Video target tracking is mainly divided into two main categories: particle filter methods and related filter methods. The correlation filter method is to use the target characteristics to perform correlation matching around the previous frame target, wherein the obtained final corresponding highest place is the current frame target position. In the method, a High-speed tracking with kernel correlation filters' method is published in PAMI journal in 2014 by j.f. henriques et al, so that the calculation can be converted into a fourier domain, the calculation speed is greatly accelerated, and the speed real-time property is High. Then Danelljan M et al published in the ICCV conference in 2015 for Learning spatial Regularized Correlation Filters for Visual Tracking, which suppresses the edge information of the filter, so that the filter can more accurately find the target position, thereby further improving the precision. In the ECCV conference, Danelljan M et al in 2016 proposed Beyond correction Filters, Learning Continuous conversion Operators for Visual Tracking, which interpolates feature maps with different resolutions into a Continuous spatial domain through cubic interpolation, and then applies a Hessian matrix to obtain a target position with sub-pixel precision. In 2017, Danelljan M et al further proposed an ECO (Efficient Convolition Operators for Tracking) in the CVPR conference, which adopts Convolution operation of factorization and simplifies feature extraction, and finally obtains a faster and stronger tracker. The particle filter method is to spread a large number of particles around the target position of the previous frame and to judge whether the image block in the particles is the target to know the current position of the target. Because the scattered particles are enough, the obtained position information is more accurate, and the precision of the particle filter method is generally high. However, because a large number of particles need to be scattered, the calculation amount is large, and the speed of the method is generally slow, so that the expansibility of the method is poor. A typical representation is the Learning Multi-Domain conference for Visual Tracking published by Nam H et al in 2016 at the CVPR conference.
Although current particle filter algorithms achieve good results, there are several problems to be solved. First, the accuracy of the particle filter algorithm is not apprehended, and the particle filter algorithm exhibits an elegance in the accuracy of standing for ao due to the vigorous development of the correlation filter algorithm. Secondly, the conventional particle filter needs to make a judgment for each image block, and in order to maintain the accuracy, the particles must be enough, so that the particle filter algorithm is slow.
Disclosure of Invention
The technical problem to be solved by the invention is as follows: for any given video, the target can be continuously tracked under the condition that only the position of the target given by the first frame is known and no other information exists, and the tracking is kept in the subsequent video sequence. Moreover, the method can also process the situations of complex scenes, light changes, similar objects, occlusion and the like in the video, which means that even if the object is in a complex scene and the situation that the object is occluded by the similar object occurs, the object can still be tracked.

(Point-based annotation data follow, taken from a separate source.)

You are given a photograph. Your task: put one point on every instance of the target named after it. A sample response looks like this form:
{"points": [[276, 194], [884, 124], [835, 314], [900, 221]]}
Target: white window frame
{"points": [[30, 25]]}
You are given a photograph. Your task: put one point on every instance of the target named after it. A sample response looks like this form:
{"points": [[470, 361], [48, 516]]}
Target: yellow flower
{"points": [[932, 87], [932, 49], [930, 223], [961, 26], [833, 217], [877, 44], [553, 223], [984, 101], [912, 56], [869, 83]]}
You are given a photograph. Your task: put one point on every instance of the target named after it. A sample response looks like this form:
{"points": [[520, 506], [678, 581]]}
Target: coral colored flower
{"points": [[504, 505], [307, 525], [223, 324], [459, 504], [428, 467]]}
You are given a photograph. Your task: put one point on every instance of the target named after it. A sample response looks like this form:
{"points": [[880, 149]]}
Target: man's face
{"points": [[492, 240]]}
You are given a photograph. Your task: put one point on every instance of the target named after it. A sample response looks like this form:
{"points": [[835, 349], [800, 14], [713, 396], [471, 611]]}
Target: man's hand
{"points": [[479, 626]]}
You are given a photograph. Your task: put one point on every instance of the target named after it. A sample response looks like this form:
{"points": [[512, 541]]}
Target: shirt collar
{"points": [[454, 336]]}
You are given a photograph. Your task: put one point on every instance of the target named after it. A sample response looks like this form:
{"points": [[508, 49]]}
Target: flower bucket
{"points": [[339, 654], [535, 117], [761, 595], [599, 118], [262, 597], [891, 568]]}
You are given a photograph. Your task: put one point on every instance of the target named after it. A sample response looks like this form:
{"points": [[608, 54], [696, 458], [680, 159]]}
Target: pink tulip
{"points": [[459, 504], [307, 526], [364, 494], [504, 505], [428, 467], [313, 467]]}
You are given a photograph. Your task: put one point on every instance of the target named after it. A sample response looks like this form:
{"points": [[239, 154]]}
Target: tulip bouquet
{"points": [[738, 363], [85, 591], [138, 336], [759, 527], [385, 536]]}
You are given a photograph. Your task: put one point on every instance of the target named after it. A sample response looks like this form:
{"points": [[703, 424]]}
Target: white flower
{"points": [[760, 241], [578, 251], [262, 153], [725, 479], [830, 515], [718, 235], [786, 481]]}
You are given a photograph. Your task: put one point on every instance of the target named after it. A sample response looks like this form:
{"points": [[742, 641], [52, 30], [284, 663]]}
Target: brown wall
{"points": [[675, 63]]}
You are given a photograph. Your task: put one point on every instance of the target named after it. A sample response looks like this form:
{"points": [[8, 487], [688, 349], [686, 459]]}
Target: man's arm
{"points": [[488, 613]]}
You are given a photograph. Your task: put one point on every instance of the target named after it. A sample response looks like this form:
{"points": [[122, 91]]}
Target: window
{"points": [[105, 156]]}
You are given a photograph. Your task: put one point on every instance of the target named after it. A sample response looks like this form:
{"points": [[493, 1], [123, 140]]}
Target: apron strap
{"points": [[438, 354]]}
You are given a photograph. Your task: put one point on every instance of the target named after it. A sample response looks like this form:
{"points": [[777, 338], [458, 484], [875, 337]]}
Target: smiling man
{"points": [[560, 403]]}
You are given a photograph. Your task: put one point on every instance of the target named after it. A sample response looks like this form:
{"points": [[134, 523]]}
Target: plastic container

The technical scheme of the invention is based on an observed conclusion that: in video target tracking, the position offset of a target in two frames of images before and after the target does not change greatly, and the shape change is not obvious. Therefore, the position of the target in the current image frame can be found by scattering particles around the target in the previous image frame and judging the image blocks in the particles, so that the target is continuously tracked. Moreover, the calculation complexity of the particle filter is very high, the tracking speed is very low and only 1FPS can be achieved, the traditional sampling method is changed, sampling on an image layer is changed into sampling on a characteristic layer, the speed is greatly improved, and the speed is improved under the condition of ensuring the precision. The method comprises the following specific steps:
a method for tracking video target comprises the following steps:
firstly, an off-line training stage:
step 1: training a classifier network by using a public database, wherein the input of the classifier network is an image block, and the output of the classifier network is the score of the image block, wherein the output of the image block is 1 if the image block is a target foreground, and the output of the image block is 0 if the image block is a background; the classifier network is used for distinguishing whether an input image block is a target foreground or a background and scoring the image block;
step 2: the method of deep mutual learning is adopted, two same classifier networks are used for training at the same time, connection is established in a network layer before a result, and KL divergence is used for mutual supervision, so that the two classifier networks obtain stronger classification capability;
and step 3: a knowledge distillation method is adopted, and the classifier network obtained by training is used as a teacher for guiding and training a new classifier network; the input of the new classifier network is the coordinates and shapes of the image blocks and the particles, and the output is the score of each particle frame; in the training process, each layer of the classifier network is connected, and MSE loss is used for mutual supervision, so that the new classifier network learns the capacity of the original classifier network;
and 4, step 4: similar to the step 2, deep mutual learning training is carried out on the new classifier network learned in the step 3 as a basis, and connection is established in a network layer before the result for mutual supervision, so that the new classifier network has excellent speed and obtains more accurate precision to obtain a final classifier network;
secondly, an online tracking stage:
and 5: for a given first frame image, a plurality of particles are taken around a target truth value, and the trained classifier network in the step 4 is fine-tuned by utilizing the obtained target truth value, so that the classifier can better adapt to the video; training a surrounding frame regressor capable of finely adjusting the final result according to the target truth values, wherein the input of the surrounding frame regressor is the characteristic of the particles, and the output is the adjusted target position;
step 6: scattering a large number of particles around a first frame image of a given video, wherein the particles are different in size and shape; because the target positions in two adjacent frames do not change suddenly, some particles in the scattered particles can well surround the target object;
and 7: inputting a large image block containing all particles and the coordinates of the particles into a classifier network, obtaining the score of each particle, and obtaining the five particles with the highest score, as shown in formula (8),the score of the ith particle in the t frame of the video sequence is shown, and a plurality of particles with the highest score are selectedTaking the average value; sending the average value into a surrounding frame regressor, and finally taking an output result of the surrounding frame regressor as a tracking result;
and 8: storing the classifier network characteristics of the output result obtained each time, and when the score of the classifier network is lower than 0.5, finely adjusting the classifier network by using the stored characteristics and expanding resampling; when the score of the classifier network is low, the classifier network is not suitable for the frame at the moment, retraining is needed to better adapt to the target, or the target position moves greatly, and sampling is needed to obtain the target position at the moment;
and step 9: fine-tuning the output result by using the stored network characteristics every 20 frames; since the shape of the target changes significantly after too long, it cannot be tracked again using the result of the initial training, and a new classifier network needs to be trained to better adapt to the target.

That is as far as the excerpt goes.